As Liao mentioned, Amazon had a reputation in the early days of its China operation for being a site that would have legitimate products and so was trusted by Chinese consumers. Chinese players like Alibaba struggled with policing fake items on their sites. Chinese e-commerce players, however, have been taking proactive measures to fight counterfeit goods.

Not only is Amazon trying to compete with e-commerce giants like JD and Alibaba, who are often able to deliver goods to Chinese customers faster, but smaller domestic like Pinduoduo and VIP.com are also offering a challenge.

The U.S. giant has also not been as aggressive on the marketing front as some of its rivals. Alibaba and JD both do huge sales promotions and big advertising campaigns on Nov.11 each year, known in China as Singles Day.

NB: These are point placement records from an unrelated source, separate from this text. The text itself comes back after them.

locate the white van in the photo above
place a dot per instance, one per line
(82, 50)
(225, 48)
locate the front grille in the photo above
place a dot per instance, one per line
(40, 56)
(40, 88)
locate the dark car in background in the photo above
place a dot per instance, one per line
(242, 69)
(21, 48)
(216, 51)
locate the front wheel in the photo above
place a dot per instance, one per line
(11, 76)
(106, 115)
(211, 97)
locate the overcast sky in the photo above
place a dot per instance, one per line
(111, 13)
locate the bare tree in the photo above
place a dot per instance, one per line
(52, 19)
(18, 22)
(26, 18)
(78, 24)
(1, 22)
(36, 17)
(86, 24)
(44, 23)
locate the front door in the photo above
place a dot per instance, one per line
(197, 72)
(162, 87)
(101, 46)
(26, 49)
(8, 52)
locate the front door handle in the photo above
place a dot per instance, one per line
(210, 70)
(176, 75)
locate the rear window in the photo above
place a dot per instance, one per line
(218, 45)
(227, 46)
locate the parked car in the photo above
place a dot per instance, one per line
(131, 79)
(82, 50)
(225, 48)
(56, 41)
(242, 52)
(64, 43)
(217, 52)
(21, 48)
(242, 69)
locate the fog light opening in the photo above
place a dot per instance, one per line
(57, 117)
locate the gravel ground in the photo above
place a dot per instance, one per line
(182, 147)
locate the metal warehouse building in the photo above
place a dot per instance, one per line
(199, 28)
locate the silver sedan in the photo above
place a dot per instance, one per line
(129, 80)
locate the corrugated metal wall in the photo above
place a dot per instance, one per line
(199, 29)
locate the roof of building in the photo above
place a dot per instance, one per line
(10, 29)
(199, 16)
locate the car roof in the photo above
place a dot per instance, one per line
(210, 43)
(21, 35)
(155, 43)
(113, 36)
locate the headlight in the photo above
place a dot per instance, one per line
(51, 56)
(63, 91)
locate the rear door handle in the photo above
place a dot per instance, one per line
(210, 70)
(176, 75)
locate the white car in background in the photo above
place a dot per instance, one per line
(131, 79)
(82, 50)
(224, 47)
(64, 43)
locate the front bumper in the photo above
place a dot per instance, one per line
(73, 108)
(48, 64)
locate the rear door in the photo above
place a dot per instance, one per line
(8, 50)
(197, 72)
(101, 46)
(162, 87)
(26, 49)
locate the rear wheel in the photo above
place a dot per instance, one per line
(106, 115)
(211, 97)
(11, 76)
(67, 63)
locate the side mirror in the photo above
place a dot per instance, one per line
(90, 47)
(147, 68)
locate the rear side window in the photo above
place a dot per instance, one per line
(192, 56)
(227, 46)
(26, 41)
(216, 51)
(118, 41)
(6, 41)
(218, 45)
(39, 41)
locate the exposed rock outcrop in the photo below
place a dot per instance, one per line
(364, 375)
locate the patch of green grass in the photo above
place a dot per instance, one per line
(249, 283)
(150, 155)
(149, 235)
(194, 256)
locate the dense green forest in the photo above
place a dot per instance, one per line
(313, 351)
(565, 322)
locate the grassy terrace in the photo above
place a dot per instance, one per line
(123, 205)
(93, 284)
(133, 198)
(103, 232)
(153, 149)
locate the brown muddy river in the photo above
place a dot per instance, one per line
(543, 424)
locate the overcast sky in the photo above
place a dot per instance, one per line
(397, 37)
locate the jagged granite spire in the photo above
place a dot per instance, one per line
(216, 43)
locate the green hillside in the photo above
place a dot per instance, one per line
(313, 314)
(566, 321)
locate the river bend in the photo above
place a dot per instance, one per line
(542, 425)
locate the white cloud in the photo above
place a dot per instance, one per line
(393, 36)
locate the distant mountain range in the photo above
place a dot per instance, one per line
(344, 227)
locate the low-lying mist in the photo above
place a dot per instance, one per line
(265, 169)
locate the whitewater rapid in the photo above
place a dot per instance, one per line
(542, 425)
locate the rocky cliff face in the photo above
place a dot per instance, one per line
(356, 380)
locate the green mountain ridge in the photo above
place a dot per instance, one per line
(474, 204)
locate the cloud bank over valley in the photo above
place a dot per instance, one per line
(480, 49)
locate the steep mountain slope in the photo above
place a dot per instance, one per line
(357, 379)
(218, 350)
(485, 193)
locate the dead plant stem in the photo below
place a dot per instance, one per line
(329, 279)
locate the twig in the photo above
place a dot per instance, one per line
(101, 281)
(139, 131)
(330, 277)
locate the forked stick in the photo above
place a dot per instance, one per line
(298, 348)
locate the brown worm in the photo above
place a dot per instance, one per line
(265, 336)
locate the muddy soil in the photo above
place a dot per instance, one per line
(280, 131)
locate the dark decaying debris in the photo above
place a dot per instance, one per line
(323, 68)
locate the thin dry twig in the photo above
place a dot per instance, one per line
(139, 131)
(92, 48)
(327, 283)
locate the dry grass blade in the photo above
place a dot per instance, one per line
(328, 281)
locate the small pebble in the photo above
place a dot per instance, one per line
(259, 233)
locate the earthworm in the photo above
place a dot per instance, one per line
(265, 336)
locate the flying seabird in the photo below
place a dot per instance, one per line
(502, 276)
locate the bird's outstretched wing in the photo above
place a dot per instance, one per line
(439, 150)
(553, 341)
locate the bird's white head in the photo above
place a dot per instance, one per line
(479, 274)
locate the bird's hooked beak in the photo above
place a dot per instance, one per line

Amazon said in its statement that it is emphasizing cross-border trade. While that may have been a unique part of the business in the past, China’s domestic players have put a big focus on that in recent years. In November, Alibaba announced plans to help global businesses sell $200 billion in goods to China in the next five years. However, analysts said Amazon can still compete for now.

“JD and Alibaba are better positioned because they have larger traffic and consumers trust these two platforms (relatively to other platforms). But one thing I need to point out is that cross-border e-commerce in China is not as consolidated as regular domestic e-commerce, online shoppers go to different platforms for different overseas merchandises,” Chun told CNBC. “Therefore, Amazon’s cross border e-commerce is still very competitive.”

Chun said Amazon’s cross-border business is “not insignificant,” but the U.S. firm “doesn’t realize their problem in the Chinese operation and doesn’t want to catch up.”

“I don’t rule out the possibility that Amazon’s cross-border business will follow the same path of Amazon’s China domestic e-commerce business,” Chun said.

In its statement Amazon said its “commitment to China remains strong.”